Ali’s family live in a derelict school, 15 of them sleeping in one small room. They say their home was bombed by Syrian jets. So they crossed into Turkey, carrying Ali’s elderly grandmother for much of their six-hour trek to Europe.

“We had four rooms downstairs and four rooms upstairs,” Safar, Ali’s mother, told me with a mixture of pride and sadness in her voice. “Our home was a two-storey building. At least the children can sleep here because they cannot hear the sound of bombing and warplanes.”

The other children are too frightened to join those playing outside the school building, even though it is guarded by Bulgarian police, so they play in the corridors which double up as dormitories.

Ten Syrian families live in each classroom, their living spaces delineated by white sheets hanging from poles made of tree branches. There is no laundry area, no kitchen either, not even a sink to wash the dishes – even though EU law demands a dignified standard of living for refugees.

“Bulgarians are poor,” one woman told me. “They cannot be expected to help us. Other nations should.”

Doing ‘the impossible’

The camp’s Bulgarian commandant is a retired army colonel called Pepy Dzurenov, who complains that there are no doctors, though ambulances visit several times a day to carry off the sick.
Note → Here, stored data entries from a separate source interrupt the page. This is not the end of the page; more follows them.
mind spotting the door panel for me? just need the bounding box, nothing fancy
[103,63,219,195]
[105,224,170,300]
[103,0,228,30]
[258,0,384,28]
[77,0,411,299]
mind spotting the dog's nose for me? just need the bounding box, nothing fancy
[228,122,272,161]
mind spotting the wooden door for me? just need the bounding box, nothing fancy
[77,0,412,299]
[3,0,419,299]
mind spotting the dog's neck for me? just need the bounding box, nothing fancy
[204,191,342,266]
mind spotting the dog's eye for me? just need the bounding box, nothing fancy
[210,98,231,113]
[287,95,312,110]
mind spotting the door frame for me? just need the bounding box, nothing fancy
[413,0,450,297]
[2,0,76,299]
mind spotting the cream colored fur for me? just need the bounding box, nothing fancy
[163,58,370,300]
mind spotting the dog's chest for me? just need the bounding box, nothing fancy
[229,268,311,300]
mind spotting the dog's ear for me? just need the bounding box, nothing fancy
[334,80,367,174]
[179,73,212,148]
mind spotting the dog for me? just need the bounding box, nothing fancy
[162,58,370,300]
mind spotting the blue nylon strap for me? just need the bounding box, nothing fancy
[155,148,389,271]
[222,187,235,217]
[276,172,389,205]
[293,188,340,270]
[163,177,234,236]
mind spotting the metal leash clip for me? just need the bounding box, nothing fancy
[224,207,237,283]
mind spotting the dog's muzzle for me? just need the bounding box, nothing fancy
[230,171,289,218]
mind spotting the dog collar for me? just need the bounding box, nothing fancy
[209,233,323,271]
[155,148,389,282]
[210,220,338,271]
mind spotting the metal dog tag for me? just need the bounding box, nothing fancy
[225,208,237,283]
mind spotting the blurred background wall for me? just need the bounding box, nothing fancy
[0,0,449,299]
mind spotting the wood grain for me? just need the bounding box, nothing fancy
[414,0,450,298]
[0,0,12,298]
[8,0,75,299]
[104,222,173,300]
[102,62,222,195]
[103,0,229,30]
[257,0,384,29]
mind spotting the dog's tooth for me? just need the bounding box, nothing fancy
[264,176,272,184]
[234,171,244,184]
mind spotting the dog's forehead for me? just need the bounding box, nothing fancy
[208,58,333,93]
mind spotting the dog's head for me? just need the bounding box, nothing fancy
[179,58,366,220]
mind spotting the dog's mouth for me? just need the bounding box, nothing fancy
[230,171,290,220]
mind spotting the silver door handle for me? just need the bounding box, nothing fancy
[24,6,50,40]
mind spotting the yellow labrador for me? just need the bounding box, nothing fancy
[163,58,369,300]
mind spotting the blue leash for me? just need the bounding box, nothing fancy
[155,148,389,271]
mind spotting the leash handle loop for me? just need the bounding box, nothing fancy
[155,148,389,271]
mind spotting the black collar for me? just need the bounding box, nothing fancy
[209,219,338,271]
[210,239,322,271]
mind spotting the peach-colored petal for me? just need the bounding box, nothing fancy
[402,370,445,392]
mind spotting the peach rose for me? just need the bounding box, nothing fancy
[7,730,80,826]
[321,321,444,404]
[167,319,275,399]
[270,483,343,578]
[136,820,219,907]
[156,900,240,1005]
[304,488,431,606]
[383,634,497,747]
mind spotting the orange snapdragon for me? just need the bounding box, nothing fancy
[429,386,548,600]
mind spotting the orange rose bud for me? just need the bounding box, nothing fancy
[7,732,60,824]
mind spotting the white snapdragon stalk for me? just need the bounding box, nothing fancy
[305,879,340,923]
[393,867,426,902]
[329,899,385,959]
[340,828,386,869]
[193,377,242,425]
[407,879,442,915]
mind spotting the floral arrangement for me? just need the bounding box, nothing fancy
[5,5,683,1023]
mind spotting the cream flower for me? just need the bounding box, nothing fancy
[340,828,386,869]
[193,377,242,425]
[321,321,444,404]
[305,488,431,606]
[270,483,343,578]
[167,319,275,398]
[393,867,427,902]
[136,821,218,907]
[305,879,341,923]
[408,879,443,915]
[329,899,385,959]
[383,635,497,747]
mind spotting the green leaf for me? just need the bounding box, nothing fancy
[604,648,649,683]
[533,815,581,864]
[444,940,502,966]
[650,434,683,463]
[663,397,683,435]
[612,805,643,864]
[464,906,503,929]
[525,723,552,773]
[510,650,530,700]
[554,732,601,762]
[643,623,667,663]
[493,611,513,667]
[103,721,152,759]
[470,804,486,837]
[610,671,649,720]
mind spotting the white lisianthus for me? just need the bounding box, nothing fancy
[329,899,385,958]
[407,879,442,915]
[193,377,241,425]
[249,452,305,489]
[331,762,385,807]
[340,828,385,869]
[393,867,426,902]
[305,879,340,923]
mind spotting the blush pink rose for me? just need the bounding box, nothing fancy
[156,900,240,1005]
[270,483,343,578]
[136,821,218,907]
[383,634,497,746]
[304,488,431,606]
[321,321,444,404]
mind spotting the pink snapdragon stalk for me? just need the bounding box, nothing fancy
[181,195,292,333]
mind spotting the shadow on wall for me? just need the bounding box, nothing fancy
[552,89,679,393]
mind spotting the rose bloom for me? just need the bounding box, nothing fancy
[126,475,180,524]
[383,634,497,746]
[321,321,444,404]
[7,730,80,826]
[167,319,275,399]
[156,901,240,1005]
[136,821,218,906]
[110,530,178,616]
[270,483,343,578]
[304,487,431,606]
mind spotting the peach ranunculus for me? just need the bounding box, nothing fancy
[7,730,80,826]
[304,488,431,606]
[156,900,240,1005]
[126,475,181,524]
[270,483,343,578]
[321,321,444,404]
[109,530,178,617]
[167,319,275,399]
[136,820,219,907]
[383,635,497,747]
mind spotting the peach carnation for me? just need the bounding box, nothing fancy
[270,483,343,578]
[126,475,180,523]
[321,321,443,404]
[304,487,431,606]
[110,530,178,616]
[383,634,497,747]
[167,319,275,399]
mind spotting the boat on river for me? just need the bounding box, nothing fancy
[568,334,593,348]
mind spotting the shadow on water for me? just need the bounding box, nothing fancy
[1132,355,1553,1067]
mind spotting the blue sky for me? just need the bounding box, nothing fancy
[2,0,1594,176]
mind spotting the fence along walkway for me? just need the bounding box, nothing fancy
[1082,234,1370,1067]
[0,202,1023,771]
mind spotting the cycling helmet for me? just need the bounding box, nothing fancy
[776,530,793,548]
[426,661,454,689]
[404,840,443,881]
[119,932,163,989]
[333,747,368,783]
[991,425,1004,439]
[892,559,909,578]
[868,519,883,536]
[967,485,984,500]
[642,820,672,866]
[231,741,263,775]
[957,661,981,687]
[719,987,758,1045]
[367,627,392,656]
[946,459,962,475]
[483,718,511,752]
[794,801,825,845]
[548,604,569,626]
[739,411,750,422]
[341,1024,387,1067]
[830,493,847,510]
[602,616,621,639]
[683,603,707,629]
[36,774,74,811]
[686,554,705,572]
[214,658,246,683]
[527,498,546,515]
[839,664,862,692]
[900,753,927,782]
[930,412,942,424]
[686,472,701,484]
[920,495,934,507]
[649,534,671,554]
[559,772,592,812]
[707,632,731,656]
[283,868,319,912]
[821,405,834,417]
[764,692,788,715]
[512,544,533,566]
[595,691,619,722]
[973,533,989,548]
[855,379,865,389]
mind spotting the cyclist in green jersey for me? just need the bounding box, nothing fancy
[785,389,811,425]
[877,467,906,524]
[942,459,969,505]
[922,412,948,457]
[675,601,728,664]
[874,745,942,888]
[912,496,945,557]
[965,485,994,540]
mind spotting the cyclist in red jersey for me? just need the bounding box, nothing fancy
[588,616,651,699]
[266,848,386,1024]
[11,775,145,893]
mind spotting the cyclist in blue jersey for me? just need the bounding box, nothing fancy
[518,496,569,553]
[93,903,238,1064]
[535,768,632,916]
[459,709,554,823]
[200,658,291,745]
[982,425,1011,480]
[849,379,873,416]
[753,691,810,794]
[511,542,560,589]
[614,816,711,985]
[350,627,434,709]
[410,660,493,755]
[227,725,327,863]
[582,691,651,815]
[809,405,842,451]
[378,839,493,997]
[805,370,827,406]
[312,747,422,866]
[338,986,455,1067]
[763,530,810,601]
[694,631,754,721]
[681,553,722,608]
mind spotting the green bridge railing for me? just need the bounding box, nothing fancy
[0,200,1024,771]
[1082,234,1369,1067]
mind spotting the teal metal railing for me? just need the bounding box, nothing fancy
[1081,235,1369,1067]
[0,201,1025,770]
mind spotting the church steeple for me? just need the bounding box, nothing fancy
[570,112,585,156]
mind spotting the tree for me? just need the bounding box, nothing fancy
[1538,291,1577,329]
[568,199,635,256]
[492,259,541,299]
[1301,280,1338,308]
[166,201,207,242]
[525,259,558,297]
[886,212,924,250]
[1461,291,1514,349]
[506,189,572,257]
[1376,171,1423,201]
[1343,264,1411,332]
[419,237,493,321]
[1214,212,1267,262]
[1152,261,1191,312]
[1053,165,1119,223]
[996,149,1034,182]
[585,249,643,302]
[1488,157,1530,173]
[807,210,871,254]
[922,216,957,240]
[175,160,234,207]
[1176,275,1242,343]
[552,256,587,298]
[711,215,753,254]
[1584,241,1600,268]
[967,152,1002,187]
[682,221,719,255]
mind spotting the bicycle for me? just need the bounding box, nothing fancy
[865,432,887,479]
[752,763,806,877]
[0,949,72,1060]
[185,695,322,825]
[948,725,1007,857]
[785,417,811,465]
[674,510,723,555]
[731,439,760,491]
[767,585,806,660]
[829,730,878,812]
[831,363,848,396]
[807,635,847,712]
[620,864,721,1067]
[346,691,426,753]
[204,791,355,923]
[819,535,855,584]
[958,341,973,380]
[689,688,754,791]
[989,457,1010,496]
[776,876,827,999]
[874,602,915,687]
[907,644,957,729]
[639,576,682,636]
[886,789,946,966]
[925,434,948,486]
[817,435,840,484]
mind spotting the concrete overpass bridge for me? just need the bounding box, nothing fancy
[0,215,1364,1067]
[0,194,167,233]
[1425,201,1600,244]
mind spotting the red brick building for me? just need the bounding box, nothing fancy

“When a family with five to 10 children arrives at midnight and they don’t have anywhere to sleep, I force myself to do the impossible and accommodate them,” the commandant said.

The Bulgarians deny keeping conditions deliberately awful as a ploy to deter more Syrians from coming here. Though it is perfectly clear that they are now hoping to turn their chronic lack of preparedness into more financial help from the rest of “Fortress Europe”.